Les médias nous saoûlent avec Bettancourt, qui n'est même pas morte et dont le sort n'est, certes, ni juste ni enviable. Je n'ai rien contre cette grande bourgeoise, au demeurant plutôt sympathique, et je comprends la peine de ses enfants. Mais quand des clowns politico-médiatiques élus aussi "démocratiquement" que Berlusconi claquent mes milliards de world-contribuable pour ne pas ramener Bettancourt et racontent pourquoi avec des airs consternés dans les médias, j'aurais préféré qu'ils déploient l'armée, les médecins, les avions et les médias pour nourrir quelques milliers de gosses et essayer de leur construire un avenir.
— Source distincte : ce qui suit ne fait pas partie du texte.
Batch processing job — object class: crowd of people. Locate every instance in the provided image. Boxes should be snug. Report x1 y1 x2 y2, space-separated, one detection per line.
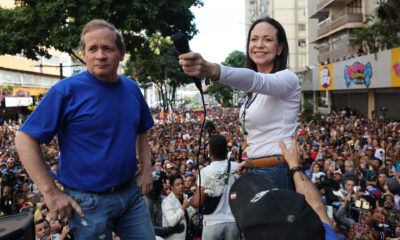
0 108 400 239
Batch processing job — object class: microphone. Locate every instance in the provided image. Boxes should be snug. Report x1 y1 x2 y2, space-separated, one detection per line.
172 32 203 94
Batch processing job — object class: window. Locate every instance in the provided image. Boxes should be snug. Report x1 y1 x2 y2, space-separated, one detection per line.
298 23 306 32
347 0 362 14
297 8 306 17
297 39 306 47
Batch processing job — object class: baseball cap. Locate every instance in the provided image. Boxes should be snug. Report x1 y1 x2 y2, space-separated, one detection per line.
333 170 342 175
186 159 193 164
332 202 342 208
229 173 325 240
385 177 400 194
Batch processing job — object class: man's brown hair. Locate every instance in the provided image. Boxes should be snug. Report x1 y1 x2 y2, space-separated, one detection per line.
80 19 125 52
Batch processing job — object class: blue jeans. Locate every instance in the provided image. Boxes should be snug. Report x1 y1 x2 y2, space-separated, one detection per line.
65 183 156 240
249 158 295 190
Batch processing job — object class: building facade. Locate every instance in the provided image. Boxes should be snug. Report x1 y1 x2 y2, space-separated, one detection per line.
311 0 377 64
298 47 400 119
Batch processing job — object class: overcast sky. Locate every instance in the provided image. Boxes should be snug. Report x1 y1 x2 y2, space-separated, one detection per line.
189 0 246 63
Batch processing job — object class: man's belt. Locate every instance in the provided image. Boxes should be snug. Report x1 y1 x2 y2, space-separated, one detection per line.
63 178 135 194
246 156 286 168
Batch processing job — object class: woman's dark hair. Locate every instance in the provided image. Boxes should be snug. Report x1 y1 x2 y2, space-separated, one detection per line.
169 174 183 186
246 17 289 73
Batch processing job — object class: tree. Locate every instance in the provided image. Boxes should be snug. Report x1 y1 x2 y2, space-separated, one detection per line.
353 0 400 53
0 0 203 61
126 37 191 109
207 50 246 107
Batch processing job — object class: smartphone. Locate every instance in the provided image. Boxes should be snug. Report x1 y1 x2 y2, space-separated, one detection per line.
326 205 333 219
50 233 60 240
356 200 369 210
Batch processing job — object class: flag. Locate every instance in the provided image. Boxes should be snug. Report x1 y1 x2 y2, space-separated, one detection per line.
242 148 248 160
193 108 204 116
160 107 164 120
167 105 172 121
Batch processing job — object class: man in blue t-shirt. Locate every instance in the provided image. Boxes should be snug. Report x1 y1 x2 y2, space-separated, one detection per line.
15 19 155 240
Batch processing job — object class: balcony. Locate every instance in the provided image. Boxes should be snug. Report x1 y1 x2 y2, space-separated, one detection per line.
331 14 362 30
318 45 354 62
317 14 363 40
310 0 347 19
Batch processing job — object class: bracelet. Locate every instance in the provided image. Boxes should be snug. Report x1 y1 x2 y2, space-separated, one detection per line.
288 166 303 177
209 63 221 82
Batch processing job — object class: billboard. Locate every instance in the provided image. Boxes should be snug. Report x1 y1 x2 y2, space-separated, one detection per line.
318 64 334 91
390 47 400 87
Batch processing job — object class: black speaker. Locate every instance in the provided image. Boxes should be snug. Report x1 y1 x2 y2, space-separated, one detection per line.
0 214 35 240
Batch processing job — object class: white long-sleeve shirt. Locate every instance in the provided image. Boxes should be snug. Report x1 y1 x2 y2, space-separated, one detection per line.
219 65 301 158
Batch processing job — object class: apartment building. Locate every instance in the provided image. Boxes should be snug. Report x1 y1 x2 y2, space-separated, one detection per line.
246 0 317 72
0 0 78 119
311 0 377 64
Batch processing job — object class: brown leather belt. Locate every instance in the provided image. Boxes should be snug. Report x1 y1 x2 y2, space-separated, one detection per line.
246 156 286 168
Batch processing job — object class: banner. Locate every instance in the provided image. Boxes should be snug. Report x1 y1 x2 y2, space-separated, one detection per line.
318 64 333 91
391 47 400 87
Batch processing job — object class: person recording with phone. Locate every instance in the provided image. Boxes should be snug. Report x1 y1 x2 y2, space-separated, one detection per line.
179 17 301 189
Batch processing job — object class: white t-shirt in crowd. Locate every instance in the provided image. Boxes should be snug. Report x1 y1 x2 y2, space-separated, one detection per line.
197 160 239 226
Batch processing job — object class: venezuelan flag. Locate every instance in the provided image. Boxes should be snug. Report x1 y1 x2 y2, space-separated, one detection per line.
193 108 204 116
242 148 248 160
160 107 164 120
167 105 172 121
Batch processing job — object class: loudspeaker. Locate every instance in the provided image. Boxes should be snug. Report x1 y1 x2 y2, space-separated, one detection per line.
0 214 35 240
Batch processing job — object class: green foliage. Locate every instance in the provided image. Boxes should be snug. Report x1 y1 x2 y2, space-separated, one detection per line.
207 50 246 107
353 0 400 53
0 0 203 59
126 36 191 109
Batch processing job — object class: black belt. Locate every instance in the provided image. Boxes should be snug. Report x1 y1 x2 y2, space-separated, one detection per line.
63 178 136 194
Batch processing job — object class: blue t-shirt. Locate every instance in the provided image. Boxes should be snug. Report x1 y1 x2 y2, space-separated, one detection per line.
20 71 154 192
322 222 339 240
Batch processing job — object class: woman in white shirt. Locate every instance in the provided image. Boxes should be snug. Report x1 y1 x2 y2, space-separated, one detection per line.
179 17 301 189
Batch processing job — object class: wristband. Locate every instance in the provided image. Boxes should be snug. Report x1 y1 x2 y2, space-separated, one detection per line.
288 166 303 177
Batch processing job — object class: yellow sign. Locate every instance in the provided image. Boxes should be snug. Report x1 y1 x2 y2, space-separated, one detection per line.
13 87 49 96
318 64 333 90
390 47 400 87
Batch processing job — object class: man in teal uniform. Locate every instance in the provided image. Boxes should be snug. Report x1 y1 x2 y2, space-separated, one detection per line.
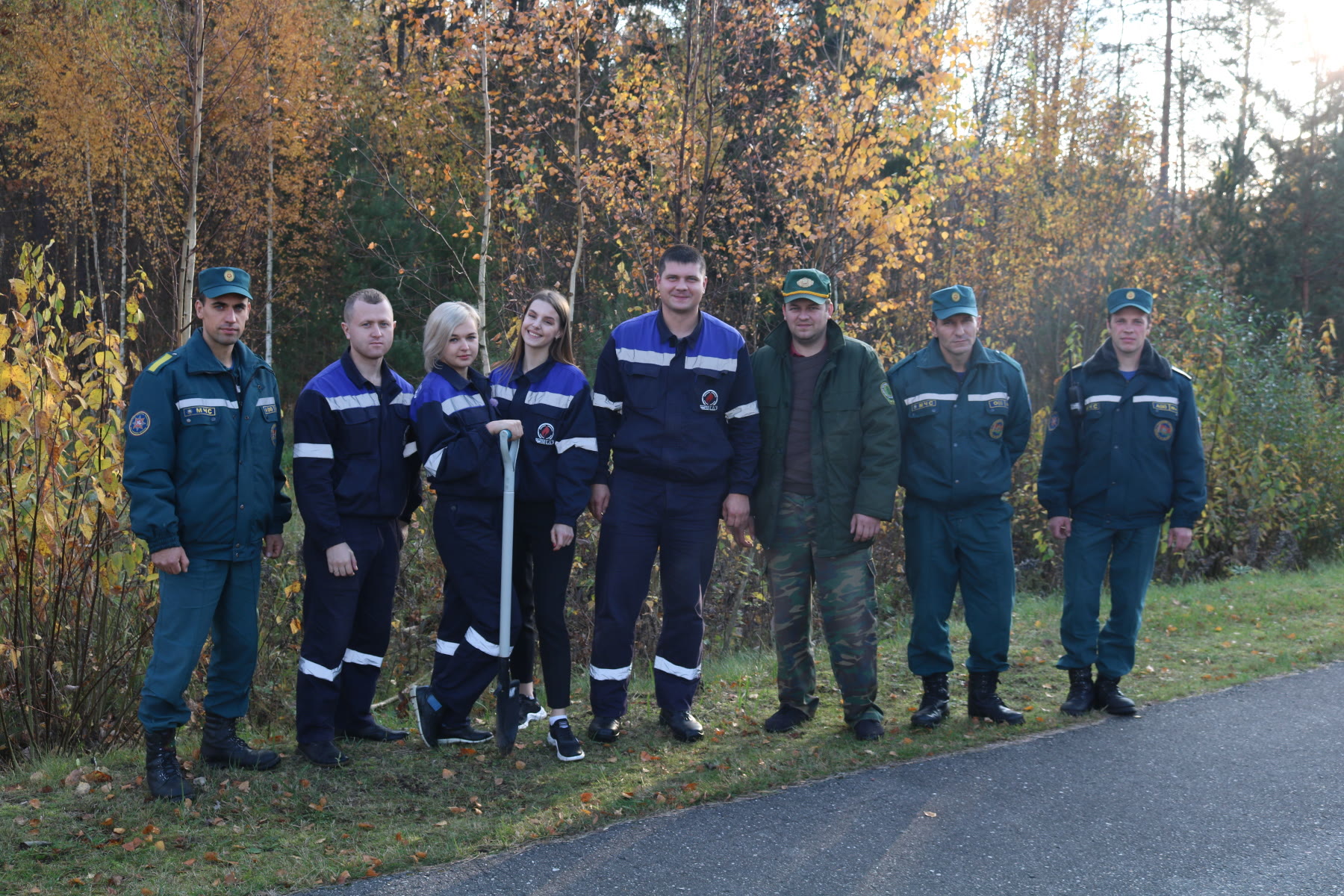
124 267 290 799
887 286 1031 728
1036 287 1207 716
751 269 900 740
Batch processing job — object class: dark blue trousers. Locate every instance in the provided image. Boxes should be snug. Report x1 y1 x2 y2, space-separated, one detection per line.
430 496 521 724
588 470 727 719
509 501 574 709
294 516 402 743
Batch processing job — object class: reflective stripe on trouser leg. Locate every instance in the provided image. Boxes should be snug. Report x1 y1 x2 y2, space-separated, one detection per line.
140 558 261 731
588 471 665 719
432 496 520 724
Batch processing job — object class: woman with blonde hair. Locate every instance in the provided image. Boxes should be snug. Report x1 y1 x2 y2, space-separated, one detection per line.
411 302 523 747
491 289 597 762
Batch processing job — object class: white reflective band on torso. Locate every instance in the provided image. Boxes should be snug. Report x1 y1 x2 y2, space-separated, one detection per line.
299 657 340 681
653 657 700 681
442 395 485 417
326 392 378 411
615 348 675 367
723 402 761 420
685 355 738 371
341 647 383 668
523 392 574 408
555 438 597 454
178 398 238 411
906 392 957 405
294 442 336 461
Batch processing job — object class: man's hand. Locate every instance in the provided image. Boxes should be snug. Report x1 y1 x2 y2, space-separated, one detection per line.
850 513 882 541
551 523 574 551
588 482 612 523
723 493 751 529
149 545 191 575
326 541 359 576
485 420 523 442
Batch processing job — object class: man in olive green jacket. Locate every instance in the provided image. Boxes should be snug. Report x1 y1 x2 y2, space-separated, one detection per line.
751 269 900 740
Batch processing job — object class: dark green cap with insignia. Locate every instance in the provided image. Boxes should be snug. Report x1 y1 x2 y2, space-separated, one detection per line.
1106 286 1153 314
783 267 830 305
931 286 980 321
196 267 252 301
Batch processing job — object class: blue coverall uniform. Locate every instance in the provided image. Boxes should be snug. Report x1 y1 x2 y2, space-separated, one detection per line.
588 311 761 719
491 360 597 709
1036 340 1207 679
294 351 420 743
122 331 290 731
411 361 520 726
887 338 1031 677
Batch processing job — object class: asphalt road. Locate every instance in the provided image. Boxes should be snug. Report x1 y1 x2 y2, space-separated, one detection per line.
317 664 1344 896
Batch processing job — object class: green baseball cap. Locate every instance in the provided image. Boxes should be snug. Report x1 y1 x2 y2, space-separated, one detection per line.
196 267 252 301
930 286 980 321
783 267 830 305
1106 286 1153 314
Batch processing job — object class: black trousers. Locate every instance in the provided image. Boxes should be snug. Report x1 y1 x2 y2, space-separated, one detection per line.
509 501 574 709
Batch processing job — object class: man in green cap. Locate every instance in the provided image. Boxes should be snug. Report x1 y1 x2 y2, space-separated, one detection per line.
124 267 290 799
887 286 1031 728
1036 287 1207 716
739 269 900 740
Mais non ! La pipolisation- commercialisation de l'"information" fait que Bettancourt a un visage sexy, présentable pour le marketting, tandis que les petits et grands biafrais ou bangladais qui meurent ont de sales gueules et font chuter les ventes. Et la seule chose qui compte, c'est de vendre de la pub, de l'audience, du temps de cerveau médiatizé captif. On devrait écrire médiatizé, avec un z, pour distinguer ce qui est conditionné par le média de ce qui est promu, médiatisé par lui.
Alors bien sûr, le conditionnement par renforcement positif vend mieux que l'annonce des malheurs du monde ! Ce qu'il nous embête Ziegler, avec ses affamés, alors que l'on va jouer à la baballe avec l'euro, vibrer nationaliste en étant les meilleurs du monde avec Federer (oui, je sais, ON a un peu vieilli !) et pécher une ou deux médailles de bronze chez nos amis chinois qui nous préparent de si beaux JO. Merde au Tibet, on s'en fout, les bonzes n'ont qu'à être les meilleurs au saut à la perche ou au polo ! Les médias, comme les jeux des Romains, sont faits pour amuser le peuple et le distraire des malheurs du monde, sans cela il ne surconsommera plus et l'économie s'effondrera, sonnant l'apocalypse et la résurrection des brokers ...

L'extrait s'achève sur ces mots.